Jairamnagar is a railway station and also named after a town in India. It is about 4.9 kilometers (3 miles) from Masturi and about 14 kilometers (8.7 miles) from Bilaspur, Chhattisgarh. The station code is JRMG.

History 
On 1 September 1939, the Bengal Nagpur Railway was named after Rai Bahadur Jairam Valji Chauhan, a notable Kutchi railway contractor.  Jairamnagar is the only railway station in India named after a businessman. The town was known as Paragaht before its 1939 renaming. Rai Bahadur Jairam Valji Chauhan was once the sole proprietor of the Jairamnagar village; he owned mining sites of dolomite, manganese, and limestone.

Demographics and economy 
Jairamnagar has a large pond, previously a limestone quarry, that belonged to Rai Bahadur Jairam Valji Chauhan.

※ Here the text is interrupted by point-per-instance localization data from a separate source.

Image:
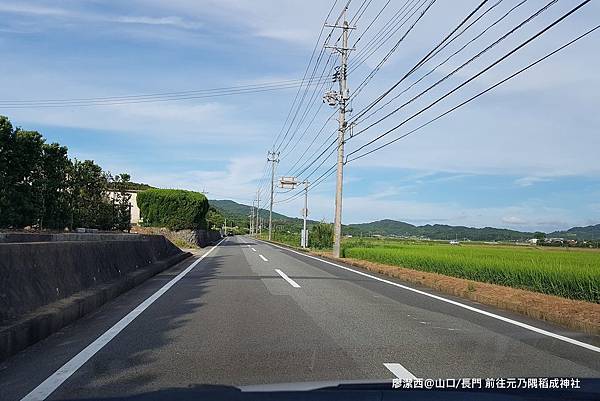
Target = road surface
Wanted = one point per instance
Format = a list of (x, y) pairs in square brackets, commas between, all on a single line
[(251, 313)]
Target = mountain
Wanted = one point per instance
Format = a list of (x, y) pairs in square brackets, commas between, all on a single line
[(589, 232), (435, 231), (240, 212), (387, 227)]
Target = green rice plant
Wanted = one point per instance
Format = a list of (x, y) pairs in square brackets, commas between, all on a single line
[(567, 273)]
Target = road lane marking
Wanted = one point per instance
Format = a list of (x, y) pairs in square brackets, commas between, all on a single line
[(399, 371), (286, 278), (456, 303), (49, 385)]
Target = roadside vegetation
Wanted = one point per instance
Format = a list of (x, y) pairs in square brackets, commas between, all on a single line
[(566, 272), (320, 236), (42, 188)]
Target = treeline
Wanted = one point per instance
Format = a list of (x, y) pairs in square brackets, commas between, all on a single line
[(41, 187)]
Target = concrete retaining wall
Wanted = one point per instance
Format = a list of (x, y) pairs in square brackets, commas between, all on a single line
[(47, 237), (201, 238), (46, 285)]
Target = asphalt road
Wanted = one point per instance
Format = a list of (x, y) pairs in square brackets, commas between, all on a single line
[(250, 313)]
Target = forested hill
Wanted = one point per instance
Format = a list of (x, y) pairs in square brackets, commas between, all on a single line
[(588, 232), (388, 227), (435, 231)]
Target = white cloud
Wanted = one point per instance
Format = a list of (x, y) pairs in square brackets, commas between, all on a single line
[(530, 180), (514, 220), (171, 21)]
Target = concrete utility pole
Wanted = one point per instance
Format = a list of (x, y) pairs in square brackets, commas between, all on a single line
[(252, 219), (305, 215), (257, 228), (273, 158), (341, 98)]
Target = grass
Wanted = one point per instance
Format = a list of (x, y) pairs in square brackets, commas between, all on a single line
[(569, 273)]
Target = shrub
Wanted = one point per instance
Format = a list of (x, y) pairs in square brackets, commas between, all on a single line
[(321, 236), (173, 208)]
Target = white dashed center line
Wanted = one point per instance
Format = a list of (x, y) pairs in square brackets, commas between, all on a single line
[(286, 278)]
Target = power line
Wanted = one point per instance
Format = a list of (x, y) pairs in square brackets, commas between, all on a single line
[(562, 18), (166, 97), (370, 76), (442, 63), (419, 64), (306, 71), (372, 22), (385, 30), (475, 96)]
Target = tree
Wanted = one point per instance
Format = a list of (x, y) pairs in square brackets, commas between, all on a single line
[(53, 185), (214, 219), (89, 202), (121, 201)]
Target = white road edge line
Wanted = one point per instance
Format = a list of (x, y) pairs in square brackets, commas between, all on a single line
[(461, 305), (48, 386), (286, 278), (399, 371)]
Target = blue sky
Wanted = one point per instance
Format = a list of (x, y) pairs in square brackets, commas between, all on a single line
[(524, 156)]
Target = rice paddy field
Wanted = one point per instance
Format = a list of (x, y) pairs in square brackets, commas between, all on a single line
[(567, 272)]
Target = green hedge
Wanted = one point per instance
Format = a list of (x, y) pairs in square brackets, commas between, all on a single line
[(173, 208)]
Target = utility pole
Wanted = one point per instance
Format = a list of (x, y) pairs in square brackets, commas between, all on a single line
[(252, 219), (273, 158), (341, 99), (257, 228), (305, 215)]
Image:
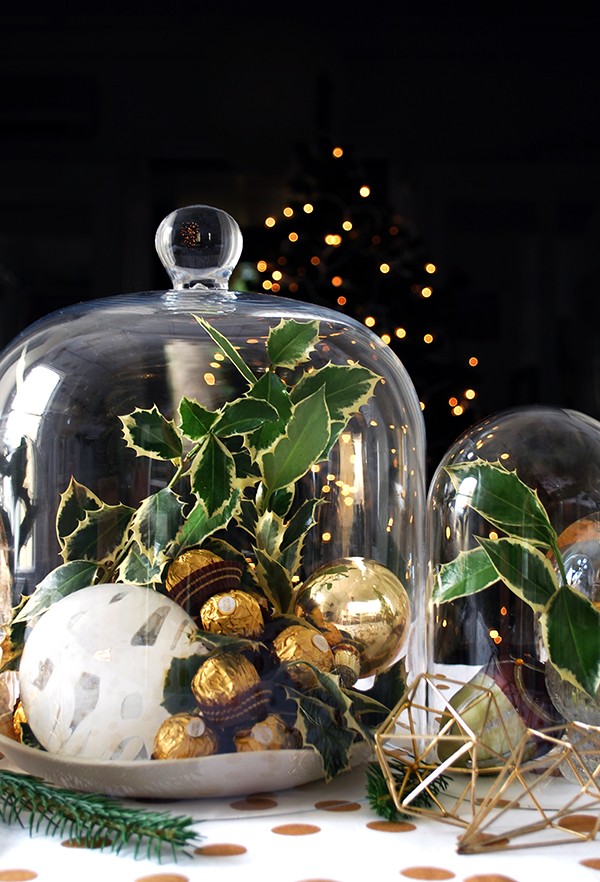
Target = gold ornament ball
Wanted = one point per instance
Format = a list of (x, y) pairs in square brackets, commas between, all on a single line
[(366, 602)]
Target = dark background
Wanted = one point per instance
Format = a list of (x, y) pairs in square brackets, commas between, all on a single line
[(482, 128)]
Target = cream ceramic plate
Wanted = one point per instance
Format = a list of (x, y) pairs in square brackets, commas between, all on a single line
[(227, 774)]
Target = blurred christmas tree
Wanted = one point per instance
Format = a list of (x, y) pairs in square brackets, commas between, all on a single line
[(338, 242)]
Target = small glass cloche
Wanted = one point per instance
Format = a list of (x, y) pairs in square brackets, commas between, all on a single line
[(513, 586), (223, 487)]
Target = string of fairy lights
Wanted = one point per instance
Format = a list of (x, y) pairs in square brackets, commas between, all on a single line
[(287, 273)]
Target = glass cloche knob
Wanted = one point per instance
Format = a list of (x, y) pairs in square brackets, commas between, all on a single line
[(199, 246)]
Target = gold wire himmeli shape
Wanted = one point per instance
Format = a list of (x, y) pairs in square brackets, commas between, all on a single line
[(480, 798)]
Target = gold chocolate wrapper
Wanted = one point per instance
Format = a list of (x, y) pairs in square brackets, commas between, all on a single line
[(228, 690), (232, 612), (196, 575), (298, 643), (269, 734), (346, 660), (184, 736)]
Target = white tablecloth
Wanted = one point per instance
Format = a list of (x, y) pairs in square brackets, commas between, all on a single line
[(313, 833)]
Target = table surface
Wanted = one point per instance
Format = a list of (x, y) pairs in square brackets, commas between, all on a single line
[(313, 833)]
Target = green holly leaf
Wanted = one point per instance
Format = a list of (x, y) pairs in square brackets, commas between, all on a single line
[(274, 581), (504, 500), (73, 506), (272, 389), (243, 416), (156, 522), (571, 631), (150, 434), (59, 583), (291, 342), (347, 388), (303, 444), (212, 474), (470, 572), (198, 525), (100, 535), (227, 349), (196, 420), (139, 569), (523, 568), (325, 722)]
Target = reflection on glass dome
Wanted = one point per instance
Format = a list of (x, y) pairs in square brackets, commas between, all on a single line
[(513, 539)]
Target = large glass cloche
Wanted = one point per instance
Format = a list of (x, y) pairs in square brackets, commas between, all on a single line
[(254, 462)]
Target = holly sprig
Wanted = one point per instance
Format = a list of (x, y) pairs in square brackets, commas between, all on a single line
[(237, 465), (92, 819), (528, 560)]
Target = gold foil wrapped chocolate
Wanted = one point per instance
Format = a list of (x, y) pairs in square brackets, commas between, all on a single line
[(183, 736), (298, 643), (229, 691), (268, 734), (346, 662), (232, 612), (197, 574)]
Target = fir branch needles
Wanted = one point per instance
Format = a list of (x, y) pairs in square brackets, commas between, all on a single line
[(93, 820)]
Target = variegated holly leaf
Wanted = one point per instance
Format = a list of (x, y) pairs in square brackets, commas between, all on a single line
[(151, 434), (504, 500), (243, 416), (195, 420), (272, 389), (571, 632), (198, 525), (227, 349), (523, 568), (212, 474), (291, 342), (470, 572), (100, 536), (269, 532), (137, 568), (59, 583), (274, 581), (302, 445), (325, 721), (74, 504), (156, 522), (347, 388)]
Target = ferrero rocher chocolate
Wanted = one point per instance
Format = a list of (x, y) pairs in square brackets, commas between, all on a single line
[(197, 574), (232, 612), (366, 602), (183, 736), (228, 690), (346, 662), (268, 734), (298, 643)]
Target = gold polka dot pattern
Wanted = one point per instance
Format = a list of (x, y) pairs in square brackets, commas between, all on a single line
[(296, 829), (17, 875), (220, 849), (391, 826), (427, 873)]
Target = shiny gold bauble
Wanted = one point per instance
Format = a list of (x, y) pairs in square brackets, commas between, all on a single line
[(366, 602)]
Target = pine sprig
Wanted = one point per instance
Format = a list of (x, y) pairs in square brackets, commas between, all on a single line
[(96, 821), (382, 801)]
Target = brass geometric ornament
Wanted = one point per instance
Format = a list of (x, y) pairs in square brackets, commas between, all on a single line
[(501, 798)]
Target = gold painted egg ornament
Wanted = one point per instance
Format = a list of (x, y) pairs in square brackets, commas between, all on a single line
[(366, 602)]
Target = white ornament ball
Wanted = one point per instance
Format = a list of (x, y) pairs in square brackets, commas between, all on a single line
[(93, 670)]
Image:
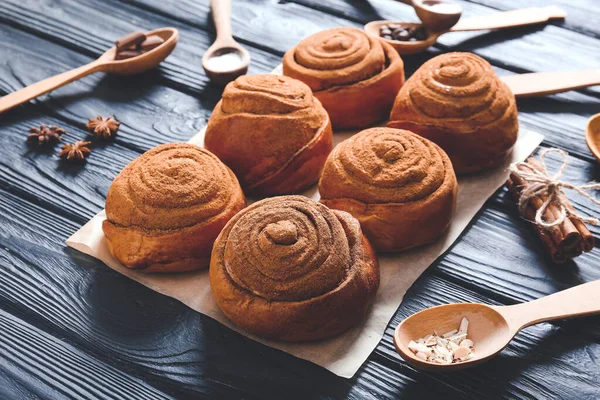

The pond's water is used by locals for daily needs such as cooking, washing, and bathing. A Shiva temple, built in 1922 by Jairam Valji Chauhan, sits nearby. 

Jairamnagar is mainly known for its coal exports; residents are primarily coal workers and shopkeepers. Coal depots were converted from new farms, and most of the coal storage spaces were owned by the fourth generation of the Bandhe family.

The settlement has some well-known schools. 

The population of the town was 5,293 in 2011.